Giusto, bello, civile, ricordare vent’anni dopo la morte quel grande uomo di spettacolo che fu Nanni Loy, regista del miglior cinema di denuncia (in pace e in guerra) e antropologo profeta delle vite in diretta come dimostra nel 1965 Specchio segreto

Giusto, bello, civile, ricordare vent’anni dopo la morte quel grande uomo di spettacolo che fu Nanni Loy, regista del miglior cinema di denuncia (in pace e in guerra) e antropologo profeta delle vite in diretta come dimostra nel 1965 Specchio segreto . La Rai in questi giorni lo ricorda nei talk, con spezzoni, film di successo come Cafè express e Il padre di famiglia (oggi Rai5 ore 10.30), due assolo di Manfredi.

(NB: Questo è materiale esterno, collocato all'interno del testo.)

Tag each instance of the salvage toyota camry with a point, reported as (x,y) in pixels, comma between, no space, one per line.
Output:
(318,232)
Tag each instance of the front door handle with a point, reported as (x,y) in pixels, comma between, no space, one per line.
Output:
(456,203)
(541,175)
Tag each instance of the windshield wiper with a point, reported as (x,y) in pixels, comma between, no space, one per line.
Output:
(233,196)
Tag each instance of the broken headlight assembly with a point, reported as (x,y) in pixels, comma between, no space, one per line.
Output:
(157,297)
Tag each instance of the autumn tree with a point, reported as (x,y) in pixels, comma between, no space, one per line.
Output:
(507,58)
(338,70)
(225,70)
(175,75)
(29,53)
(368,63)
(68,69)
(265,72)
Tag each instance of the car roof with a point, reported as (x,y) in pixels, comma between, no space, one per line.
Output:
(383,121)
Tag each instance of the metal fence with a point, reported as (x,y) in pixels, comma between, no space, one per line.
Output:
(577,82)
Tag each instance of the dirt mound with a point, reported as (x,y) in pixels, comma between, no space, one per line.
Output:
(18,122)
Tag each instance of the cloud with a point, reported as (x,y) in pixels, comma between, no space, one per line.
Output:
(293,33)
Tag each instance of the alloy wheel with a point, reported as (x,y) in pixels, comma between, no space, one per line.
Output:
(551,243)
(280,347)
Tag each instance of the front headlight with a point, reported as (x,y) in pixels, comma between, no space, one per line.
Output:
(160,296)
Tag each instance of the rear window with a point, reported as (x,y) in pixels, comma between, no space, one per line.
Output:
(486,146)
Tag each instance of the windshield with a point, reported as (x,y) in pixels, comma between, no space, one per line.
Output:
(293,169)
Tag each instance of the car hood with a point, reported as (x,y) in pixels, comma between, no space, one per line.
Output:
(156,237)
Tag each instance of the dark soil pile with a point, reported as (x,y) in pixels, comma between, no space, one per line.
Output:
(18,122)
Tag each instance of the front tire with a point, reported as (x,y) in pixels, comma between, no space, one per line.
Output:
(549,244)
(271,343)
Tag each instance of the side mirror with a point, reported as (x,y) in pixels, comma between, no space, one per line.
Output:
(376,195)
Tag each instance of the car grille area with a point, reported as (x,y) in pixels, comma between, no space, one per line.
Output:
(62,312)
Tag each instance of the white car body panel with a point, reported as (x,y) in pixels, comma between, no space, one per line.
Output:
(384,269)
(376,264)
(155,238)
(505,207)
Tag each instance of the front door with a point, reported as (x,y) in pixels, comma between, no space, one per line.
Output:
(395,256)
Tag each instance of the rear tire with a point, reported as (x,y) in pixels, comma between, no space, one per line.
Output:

Stasera si rivede Le quattro giornate di Napoli , ’62, nel pieno del secondo periodo del cinema della II guerra mondiale (Loy aveva iniziato con Un giorno da leoni ), in ricordo della rivolta del popolo napoletano contro l’occupazione tedesca, addì 28 settembre 1943. Quattro giorni per sconfiggere i nazi e metterli k.o. prima dell’arrivo degli americani, prima della Pelle di Malaparte e di Sciuscià di De Sica. Un grande film civile, un puzzle di storie, montaggio dal respiro epico e cast che pesca nel meglio delle famiglie del teatro partenopeo (Regina Bianchi, Pupella e Rosalia Maggio, Enzo Cannavale, Luigi de Filippo) ma con innesti stranieri (i francesi Jean Sorel e George Wilson) oltre a apparizioni di Gian Maria Volontè e Lea Massari. Tra i momenti da non dimenticare, il sacrificio del bambino Gennarino Capuozzo (Domenico Formato che gira per la città e cuce i tempi) che muore su una barricata come nei Miserabili , e pure la banda Ajello, ragazzi del riformatorio. Alla verità della lingua ci pensò Francesco Rosi, napoletano doc (Loy era sardo) che curò il doppiaggio, mentre son cinque gli sceneggiatori, dal regista allo scrittore Pratolini, da Carlo Bernari alla coppia di ferro Franciosa e Festa Campanile. Ma protagonista è il popolo: Napoli si ritrovò sul set, partecipando compatta a questi episodi drammatici e grotteschi in una città ormai mutata e su cui lo scenografo Gianni Polidori fece girare camion carichi di polvere a coprire in grigio le strisce pedonali.